I’ve registered for the linux.conf.au conference being held 18-23 January in Wellington. This is also a test of my feed to Planet LCA2010.
I think it is excellent that as part of the terms and conditions Australians are required to note that “New Zealand is a country in its own right”.
So, who else is going? It’ll be great, I’m sure.
I’m also going to the Kiwi Py Con on in Christchurch, this weekend coming. I’ll write more about it soon.
Stormy Peters gave the keynote this morning entitled “Would you do it again for free?”. If you pay someone for a task which they used to do gratis, it can destroy their motivation such that if you take the payment away they won’t do it anymore. As someone who helps companies figure out how to pay open source developers and support open source projects Stormy has researched this issue in open source in detail. The result in short: open source developers may change the work they are doing, but many will still continue in open source software. (That’s very short, the whole talk is well worth listening to.)
Thinking about it, I am an example of Stormy’s talk. I was a full-time employee on the eXe open source project at the University of Auckland, and have since been employed by a large proprietary software company. And it is true I have contributed in only a very minor way to the eXe project since my contract with the University expired.

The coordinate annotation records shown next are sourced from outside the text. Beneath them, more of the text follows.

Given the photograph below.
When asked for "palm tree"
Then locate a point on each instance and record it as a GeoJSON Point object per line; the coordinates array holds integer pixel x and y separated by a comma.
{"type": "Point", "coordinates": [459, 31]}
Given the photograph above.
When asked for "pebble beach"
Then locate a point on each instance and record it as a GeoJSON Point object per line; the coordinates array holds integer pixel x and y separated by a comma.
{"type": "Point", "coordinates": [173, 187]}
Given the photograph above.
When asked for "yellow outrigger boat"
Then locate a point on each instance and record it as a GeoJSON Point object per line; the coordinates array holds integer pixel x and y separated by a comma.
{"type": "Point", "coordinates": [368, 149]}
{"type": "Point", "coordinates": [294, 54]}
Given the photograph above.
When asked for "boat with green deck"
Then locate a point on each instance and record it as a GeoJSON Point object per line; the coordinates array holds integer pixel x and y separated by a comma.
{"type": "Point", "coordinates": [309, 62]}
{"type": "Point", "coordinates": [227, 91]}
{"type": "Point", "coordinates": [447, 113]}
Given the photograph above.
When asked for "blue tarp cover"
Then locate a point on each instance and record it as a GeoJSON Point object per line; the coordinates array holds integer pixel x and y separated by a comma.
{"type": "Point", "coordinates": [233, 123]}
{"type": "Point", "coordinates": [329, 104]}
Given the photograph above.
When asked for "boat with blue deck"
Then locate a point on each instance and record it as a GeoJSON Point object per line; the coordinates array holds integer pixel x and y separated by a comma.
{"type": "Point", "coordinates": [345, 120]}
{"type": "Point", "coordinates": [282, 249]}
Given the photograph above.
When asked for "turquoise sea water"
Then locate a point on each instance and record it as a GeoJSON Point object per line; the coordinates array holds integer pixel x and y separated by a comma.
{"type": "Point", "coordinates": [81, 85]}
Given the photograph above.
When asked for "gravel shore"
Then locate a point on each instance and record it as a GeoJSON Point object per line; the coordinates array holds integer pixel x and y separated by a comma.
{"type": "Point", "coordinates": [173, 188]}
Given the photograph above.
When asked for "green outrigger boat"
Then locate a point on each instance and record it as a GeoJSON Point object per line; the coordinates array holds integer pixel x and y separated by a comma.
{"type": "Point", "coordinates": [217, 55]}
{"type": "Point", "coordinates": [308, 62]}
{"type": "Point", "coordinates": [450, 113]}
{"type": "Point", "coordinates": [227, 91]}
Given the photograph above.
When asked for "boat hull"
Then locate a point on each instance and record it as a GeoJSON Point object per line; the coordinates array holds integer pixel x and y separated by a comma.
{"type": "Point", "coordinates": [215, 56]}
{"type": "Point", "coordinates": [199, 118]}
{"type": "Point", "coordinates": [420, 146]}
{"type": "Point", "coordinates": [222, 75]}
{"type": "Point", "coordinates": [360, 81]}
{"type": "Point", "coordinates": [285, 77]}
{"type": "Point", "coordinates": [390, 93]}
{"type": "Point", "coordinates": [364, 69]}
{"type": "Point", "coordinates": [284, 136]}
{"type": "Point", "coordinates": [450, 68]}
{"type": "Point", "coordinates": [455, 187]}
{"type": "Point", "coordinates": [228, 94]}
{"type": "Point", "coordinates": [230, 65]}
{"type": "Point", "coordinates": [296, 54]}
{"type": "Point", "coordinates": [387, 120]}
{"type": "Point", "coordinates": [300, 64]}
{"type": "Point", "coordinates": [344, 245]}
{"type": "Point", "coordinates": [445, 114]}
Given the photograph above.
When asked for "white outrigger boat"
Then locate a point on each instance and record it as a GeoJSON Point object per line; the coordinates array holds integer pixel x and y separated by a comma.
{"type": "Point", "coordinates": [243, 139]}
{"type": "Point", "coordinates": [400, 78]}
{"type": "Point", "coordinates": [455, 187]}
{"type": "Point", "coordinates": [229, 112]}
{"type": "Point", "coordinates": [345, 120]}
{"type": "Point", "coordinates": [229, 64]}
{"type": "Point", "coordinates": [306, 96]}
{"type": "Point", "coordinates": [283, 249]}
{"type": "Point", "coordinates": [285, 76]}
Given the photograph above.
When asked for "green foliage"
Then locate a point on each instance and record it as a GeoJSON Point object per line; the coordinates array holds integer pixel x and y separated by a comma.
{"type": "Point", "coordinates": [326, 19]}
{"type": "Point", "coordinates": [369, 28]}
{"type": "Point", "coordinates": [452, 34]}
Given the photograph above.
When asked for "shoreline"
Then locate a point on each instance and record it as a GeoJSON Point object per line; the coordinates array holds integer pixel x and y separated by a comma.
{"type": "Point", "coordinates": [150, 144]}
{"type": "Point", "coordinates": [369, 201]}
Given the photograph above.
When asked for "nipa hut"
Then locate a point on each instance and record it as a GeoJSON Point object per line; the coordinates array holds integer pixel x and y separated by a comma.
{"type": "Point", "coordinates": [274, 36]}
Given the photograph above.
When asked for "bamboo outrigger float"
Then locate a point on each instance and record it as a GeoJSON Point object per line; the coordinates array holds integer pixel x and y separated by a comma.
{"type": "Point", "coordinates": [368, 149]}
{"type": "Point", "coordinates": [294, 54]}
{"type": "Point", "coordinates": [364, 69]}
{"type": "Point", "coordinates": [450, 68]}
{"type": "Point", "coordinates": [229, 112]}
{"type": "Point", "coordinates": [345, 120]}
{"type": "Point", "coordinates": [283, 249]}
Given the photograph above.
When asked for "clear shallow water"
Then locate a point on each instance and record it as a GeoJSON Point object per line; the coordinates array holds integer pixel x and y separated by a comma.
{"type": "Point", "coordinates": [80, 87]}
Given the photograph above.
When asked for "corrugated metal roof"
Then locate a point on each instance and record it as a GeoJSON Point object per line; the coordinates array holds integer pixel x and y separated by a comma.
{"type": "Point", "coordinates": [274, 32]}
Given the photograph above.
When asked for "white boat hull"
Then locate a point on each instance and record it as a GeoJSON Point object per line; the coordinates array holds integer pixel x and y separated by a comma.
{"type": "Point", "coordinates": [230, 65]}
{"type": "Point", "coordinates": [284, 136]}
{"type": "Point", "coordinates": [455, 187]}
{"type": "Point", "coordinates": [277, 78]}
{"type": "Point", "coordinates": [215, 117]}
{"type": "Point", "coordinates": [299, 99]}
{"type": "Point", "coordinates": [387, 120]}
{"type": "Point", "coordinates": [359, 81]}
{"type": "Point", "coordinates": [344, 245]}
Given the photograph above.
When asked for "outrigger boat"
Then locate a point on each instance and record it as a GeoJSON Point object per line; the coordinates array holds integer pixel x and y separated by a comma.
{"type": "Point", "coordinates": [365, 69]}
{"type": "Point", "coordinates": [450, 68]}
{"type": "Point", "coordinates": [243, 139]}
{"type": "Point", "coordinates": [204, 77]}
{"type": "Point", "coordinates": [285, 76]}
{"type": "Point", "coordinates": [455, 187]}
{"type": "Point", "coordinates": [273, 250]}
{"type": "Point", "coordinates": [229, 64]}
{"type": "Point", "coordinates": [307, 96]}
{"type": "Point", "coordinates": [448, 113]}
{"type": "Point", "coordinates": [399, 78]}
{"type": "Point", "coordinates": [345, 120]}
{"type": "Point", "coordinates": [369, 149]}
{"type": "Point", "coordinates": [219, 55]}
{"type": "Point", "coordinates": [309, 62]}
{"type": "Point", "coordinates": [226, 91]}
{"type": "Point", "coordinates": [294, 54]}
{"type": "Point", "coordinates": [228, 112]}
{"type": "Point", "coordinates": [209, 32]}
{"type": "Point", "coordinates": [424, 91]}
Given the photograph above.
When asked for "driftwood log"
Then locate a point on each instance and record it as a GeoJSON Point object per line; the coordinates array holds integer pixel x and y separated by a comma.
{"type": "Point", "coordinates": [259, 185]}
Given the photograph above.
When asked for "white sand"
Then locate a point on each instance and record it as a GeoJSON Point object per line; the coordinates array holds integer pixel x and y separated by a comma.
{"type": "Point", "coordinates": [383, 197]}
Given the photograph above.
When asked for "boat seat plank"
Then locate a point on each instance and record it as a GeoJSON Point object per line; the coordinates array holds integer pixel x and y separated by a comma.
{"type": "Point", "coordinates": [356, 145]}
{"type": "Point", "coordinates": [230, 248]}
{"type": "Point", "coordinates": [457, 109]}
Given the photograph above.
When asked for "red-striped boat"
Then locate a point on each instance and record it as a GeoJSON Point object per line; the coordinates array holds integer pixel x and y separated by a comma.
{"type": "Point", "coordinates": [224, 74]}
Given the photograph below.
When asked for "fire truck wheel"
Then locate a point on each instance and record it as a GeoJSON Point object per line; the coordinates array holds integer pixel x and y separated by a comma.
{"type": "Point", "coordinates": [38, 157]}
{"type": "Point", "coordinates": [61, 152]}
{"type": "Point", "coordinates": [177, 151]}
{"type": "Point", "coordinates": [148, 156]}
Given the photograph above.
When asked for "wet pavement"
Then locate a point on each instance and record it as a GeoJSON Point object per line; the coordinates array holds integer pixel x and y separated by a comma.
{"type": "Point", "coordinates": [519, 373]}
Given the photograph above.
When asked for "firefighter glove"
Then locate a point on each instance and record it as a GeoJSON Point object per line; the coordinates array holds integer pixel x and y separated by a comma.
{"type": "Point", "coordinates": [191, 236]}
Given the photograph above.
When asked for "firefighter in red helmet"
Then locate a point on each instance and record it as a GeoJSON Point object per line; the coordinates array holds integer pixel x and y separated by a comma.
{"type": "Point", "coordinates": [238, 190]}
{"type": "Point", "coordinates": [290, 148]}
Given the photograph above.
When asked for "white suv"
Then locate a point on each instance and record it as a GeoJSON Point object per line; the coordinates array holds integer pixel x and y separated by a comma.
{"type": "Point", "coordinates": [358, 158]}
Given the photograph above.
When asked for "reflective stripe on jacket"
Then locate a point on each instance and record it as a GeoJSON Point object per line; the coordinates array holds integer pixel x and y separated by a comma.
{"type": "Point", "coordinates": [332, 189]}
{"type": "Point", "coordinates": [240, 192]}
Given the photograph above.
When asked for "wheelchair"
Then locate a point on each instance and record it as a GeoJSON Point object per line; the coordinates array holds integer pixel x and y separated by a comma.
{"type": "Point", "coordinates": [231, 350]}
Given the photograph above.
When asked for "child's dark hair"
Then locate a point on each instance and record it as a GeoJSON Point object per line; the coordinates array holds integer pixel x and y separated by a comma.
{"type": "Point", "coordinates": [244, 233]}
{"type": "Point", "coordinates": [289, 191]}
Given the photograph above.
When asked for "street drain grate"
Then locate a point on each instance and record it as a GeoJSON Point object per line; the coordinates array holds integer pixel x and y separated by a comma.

eXe wasn’t a project I was involved in before being hired, in fact it was just an idea at that stage. It was an exciting time creating this software project from scratch and we delivered a successful program at the end well above the requirements of the grant which funded it all. However towards the end of the project I was pretty demotivated by the way the project was going with quality being sacrificed for eye-candy and constantly having to re-argue and defend architectural decisions over and over again. So at the end of my contract I was ready to hand over to the detractors and let them have a go.
Having left I felt I shouldn’t be critical or interfering myself, so I left them to it. I was also very busy with my new job and some other stuff. It may be petty, but I feel vindicated by the way eXe 2.0 was such a huge failure. The project has been handed over again and the new maintainers have returned to the original design/code-base and have done an excellent job of restoring the quality of eXe. There’s still a lot of cruft though.
I was working on other open source code before eXe, and I’m working on getting those projects I completed into a tidy state where they are easy to download and run, and don’t totally embarrass me. Then I’ve got several ideas I want to implement and which I will also release as open source just in case they’re of use to anyone else. I’ve also got plenty of work from my employer to do on proprietary source code, some which is manager driven and some which I think will enhance our product. And though I would rather be working on free source code, I actually enjoy my current job more than things at end of eXe.
That’s probably a lot more that you ever wanted to know about eXe history, but I think it fits the research quite well.